50 Years After Picasso’s Death, The Musée Picasso Celebrates By Removing All Of His Art
When Sophie Calle was 6 years old, her father framed a drawing she made. Her grandmother responded enthusiastically, declaring that there appeared to be “a Picasso in the family.”
Calle’s grandmother was right. Nearly seven decades after Calle drew it, the picture now hangs on the ground floor of the Musée Picasso in Paris. Here, it offers a fitting introduction to a most unusual tribute to the famous 20th-century artist on the 50th anniversary of his death.

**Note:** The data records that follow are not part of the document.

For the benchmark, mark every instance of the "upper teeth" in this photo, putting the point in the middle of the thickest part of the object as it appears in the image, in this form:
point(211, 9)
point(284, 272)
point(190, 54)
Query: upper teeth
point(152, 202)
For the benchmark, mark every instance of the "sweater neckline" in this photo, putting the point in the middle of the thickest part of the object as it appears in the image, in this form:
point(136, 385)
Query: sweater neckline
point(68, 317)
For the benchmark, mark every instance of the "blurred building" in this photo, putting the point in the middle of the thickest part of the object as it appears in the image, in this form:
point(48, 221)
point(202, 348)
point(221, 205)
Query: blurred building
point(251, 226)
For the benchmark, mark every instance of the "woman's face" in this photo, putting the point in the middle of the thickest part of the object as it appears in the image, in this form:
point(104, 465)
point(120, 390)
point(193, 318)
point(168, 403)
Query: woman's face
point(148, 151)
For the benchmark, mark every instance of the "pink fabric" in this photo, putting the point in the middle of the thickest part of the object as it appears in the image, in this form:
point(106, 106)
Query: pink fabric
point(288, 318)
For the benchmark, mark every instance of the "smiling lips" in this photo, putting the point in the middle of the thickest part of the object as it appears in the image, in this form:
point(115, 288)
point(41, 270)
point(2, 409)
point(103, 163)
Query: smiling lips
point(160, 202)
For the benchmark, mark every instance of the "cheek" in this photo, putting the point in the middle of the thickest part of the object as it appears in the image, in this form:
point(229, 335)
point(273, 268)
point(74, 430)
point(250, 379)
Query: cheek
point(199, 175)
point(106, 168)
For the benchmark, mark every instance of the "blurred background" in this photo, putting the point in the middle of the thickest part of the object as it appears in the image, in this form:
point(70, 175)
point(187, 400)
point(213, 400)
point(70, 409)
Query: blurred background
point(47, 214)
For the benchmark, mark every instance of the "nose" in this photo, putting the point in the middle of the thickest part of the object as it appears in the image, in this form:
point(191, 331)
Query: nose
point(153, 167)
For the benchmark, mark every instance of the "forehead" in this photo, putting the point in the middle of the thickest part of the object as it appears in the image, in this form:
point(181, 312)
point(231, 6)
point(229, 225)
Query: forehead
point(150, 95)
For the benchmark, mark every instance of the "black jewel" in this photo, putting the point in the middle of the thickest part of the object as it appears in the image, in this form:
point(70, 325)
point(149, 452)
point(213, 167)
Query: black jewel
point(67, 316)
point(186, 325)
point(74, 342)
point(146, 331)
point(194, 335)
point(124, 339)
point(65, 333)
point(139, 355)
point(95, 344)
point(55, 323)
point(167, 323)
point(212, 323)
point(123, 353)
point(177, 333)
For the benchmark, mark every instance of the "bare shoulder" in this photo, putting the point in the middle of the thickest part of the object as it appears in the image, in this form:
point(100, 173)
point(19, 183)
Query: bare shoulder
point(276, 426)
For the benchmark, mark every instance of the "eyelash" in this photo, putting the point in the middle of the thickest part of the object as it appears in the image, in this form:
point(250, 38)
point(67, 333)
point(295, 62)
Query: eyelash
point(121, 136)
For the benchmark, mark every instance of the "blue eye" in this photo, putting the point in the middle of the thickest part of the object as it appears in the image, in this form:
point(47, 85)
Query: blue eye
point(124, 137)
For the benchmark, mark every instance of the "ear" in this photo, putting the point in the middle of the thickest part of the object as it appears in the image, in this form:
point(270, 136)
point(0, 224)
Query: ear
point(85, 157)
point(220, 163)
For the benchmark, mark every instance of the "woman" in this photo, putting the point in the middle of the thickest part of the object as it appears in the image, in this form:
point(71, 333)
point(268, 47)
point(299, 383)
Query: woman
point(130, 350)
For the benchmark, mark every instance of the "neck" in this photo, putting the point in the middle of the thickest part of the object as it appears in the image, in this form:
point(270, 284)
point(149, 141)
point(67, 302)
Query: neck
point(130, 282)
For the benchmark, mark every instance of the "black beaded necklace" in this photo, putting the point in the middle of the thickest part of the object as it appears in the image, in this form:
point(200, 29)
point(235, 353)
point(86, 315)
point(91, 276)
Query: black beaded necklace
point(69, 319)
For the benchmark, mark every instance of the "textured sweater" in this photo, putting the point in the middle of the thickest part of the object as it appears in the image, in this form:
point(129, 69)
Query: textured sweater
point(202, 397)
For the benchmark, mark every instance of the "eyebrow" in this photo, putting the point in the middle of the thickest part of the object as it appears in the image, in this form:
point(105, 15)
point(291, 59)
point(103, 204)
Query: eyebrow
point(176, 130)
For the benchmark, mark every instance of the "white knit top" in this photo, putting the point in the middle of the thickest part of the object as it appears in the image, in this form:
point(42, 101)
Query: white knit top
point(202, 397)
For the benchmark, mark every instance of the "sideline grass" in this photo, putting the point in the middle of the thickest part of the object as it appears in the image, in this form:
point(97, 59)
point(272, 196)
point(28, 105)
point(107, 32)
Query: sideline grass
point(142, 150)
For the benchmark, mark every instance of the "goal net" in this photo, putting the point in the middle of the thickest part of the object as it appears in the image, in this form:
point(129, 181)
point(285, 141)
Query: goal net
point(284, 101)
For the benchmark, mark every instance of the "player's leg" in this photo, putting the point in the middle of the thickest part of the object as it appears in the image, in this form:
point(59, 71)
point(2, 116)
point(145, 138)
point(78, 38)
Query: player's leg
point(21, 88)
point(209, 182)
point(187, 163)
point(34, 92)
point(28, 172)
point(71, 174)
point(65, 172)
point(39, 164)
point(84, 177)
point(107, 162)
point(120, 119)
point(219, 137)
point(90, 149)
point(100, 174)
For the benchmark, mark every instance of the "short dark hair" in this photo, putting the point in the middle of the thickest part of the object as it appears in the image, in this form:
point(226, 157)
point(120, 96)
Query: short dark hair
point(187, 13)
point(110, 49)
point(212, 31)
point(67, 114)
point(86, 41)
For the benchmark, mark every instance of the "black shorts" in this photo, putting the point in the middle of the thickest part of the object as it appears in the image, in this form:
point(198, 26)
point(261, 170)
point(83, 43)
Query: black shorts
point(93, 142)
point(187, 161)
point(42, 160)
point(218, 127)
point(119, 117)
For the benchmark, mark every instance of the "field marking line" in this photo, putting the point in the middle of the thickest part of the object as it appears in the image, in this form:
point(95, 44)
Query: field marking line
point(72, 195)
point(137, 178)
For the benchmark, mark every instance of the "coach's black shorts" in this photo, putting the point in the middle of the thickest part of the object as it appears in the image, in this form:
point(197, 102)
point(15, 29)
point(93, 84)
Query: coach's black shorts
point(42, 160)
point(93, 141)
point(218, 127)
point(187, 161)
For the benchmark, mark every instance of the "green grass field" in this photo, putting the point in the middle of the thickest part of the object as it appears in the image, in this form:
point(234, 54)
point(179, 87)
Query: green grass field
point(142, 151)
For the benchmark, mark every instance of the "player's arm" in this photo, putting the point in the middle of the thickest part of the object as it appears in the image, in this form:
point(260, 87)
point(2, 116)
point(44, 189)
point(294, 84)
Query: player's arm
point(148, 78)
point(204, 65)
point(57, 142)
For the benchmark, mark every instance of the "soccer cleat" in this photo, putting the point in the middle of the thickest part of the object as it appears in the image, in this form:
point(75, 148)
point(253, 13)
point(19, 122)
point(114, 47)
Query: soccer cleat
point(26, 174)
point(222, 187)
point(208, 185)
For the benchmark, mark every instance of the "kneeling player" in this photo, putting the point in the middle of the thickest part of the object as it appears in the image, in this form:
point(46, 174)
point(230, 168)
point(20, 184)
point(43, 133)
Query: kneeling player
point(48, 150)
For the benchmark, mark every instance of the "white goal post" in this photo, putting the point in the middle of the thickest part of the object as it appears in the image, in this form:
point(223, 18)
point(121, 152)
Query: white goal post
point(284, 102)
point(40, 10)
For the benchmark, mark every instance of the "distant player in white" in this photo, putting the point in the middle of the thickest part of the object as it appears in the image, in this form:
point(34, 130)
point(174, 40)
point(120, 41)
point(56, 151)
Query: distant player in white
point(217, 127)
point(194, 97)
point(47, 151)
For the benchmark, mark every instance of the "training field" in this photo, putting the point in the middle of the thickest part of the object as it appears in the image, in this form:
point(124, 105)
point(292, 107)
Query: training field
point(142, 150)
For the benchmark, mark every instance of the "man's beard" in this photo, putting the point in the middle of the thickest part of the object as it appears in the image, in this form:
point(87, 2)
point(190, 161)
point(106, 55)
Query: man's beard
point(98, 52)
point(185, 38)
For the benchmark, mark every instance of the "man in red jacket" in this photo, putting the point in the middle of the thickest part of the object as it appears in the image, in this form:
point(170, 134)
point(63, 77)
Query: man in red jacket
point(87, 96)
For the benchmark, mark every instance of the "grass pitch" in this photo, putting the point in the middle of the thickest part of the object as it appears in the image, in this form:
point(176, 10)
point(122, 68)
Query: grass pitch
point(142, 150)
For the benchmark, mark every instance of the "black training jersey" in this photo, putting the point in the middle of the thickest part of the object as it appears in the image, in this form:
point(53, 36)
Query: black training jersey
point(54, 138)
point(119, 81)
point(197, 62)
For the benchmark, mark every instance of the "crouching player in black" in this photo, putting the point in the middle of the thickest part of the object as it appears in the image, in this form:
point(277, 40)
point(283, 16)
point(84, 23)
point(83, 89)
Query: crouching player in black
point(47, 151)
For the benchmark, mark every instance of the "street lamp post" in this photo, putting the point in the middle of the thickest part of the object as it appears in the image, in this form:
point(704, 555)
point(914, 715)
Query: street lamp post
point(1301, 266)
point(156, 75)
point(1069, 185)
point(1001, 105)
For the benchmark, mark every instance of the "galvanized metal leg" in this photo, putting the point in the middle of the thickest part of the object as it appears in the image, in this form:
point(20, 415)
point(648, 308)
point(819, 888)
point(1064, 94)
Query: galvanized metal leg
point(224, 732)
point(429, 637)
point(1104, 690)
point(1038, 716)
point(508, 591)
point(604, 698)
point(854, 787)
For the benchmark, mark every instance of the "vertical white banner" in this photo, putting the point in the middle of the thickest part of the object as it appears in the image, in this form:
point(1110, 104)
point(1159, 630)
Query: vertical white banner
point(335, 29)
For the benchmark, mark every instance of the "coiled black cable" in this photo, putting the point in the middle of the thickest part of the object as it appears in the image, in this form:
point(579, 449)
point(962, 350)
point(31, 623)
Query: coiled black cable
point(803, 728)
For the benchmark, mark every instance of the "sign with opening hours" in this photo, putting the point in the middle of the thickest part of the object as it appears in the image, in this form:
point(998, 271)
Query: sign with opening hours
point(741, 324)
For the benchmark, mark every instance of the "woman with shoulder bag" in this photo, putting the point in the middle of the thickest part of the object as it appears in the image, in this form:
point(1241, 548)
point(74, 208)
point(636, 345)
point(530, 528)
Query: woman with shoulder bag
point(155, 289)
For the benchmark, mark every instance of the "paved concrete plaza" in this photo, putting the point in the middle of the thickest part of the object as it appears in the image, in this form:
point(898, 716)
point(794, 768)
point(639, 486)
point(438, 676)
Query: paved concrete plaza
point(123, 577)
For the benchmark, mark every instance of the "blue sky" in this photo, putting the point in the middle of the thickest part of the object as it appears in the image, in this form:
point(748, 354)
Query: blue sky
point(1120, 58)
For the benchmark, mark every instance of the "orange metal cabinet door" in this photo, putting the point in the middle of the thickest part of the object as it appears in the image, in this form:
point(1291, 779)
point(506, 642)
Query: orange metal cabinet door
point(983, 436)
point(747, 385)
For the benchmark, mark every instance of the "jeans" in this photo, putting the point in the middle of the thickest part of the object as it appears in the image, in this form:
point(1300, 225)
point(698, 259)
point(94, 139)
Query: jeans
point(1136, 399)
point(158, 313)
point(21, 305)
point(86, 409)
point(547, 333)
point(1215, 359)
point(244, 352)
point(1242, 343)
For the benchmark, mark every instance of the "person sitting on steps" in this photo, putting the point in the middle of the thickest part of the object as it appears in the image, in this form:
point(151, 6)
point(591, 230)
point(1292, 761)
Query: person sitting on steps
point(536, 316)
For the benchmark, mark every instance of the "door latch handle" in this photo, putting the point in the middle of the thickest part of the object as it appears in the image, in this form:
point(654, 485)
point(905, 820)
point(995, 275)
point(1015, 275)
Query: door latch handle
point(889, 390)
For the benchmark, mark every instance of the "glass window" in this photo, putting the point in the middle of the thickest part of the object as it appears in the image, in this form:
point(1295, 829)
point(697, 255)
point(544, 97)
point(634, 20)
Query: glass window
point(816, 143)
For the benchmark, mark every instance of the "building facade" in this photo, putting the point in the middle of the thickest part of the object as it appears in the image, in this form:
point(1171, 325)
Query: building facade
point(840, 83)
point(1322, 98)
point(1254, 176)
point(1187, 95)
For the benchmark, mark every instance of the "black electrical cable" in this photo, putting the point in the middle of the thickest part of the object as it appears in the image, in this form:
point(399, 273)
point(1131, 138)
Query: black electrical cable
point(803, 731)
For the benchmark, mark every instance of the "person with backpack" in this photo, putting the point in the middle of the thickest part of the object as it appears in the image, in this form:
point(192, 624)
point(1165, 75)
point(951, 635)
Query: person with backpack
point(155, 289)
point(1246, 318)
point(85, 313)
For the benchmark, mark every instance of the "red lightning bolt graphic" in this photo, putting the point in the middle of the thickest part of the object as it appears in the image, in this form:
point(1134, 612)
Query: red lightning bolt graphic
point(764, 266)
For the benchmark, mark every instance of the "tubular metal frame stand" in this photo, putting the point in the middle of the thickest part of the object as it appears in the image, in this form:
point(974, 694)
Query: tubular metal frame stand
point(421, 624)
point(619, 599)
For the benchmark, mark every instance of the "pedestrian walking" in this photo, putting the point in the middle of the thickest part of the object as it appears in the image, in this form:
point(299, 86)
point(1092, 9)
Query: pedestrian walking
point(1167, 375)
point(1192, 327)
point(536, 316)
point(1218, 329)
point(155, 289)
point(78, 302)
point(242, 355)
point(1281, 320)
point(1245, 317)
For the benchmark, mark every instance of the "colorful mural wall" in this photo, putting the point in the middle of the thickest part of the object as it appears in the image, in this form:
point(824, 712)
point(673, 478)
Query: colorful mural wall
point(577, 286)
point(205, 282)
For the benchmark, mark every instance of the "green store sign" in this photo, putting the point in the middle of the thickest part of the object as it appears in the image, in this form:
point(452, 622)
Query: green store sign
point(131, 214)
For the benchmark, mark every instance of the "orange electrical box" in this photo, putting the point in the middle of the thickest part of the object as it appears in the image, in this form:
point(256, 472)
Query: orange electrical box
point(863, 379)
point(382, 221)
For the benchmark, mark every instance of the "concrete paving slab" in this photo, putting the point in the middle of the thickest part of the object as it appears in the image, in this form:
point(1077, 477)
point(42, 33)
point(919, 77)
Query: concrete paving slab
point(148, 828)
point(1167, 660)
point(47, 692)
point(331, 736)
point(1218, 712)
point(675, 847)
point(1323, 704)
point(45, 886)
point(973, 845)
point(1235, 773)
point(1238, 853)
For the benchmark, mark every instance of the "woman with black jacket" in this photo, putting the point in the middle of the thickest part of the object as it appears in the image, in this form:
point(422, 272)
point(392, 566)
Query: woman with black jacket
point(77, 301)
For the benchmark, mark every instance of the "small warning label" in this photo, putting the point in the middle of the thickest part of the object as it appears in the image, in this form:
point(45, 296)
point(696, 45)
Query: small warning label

Although Calle is not quite as famous as Picasso, she is one of the most significant artists alive today, and perhaps the only one capable of reassessing Picasso’s outsized reputation without pandering or competing for attention. Previously, Calle engaged with the art of past masters by having museum staff describe their paintings and hanging the written descriptions in their place. She also once anonymously hired a private investigator to follow her, reporting on her movements as a sort of outsourced autobiography. As an artist, Calle excels at creating space for the artistic expression of her ideas by others, entering into an ambiguous collaboration with them that investigates the nature of creativity.
In her Musée Picasso exhibition, Calle treats Picasso as obliquely as she ordinarily treats herself. Almost every Picasso painting and sculpture has been removed from view. Those that remain have been shrouded, with descriptions printed on the shrouds. The descriptions were provided by museum personnel ranging from curators to guards, all from memory while the paintings were on loan. “I veiled them in the memories they leave behind in their absence,” she explains in an accompanying text, leaving unspoken the myriad contradictions that make the descriptions more stimulating than the familiar canvases they obscure.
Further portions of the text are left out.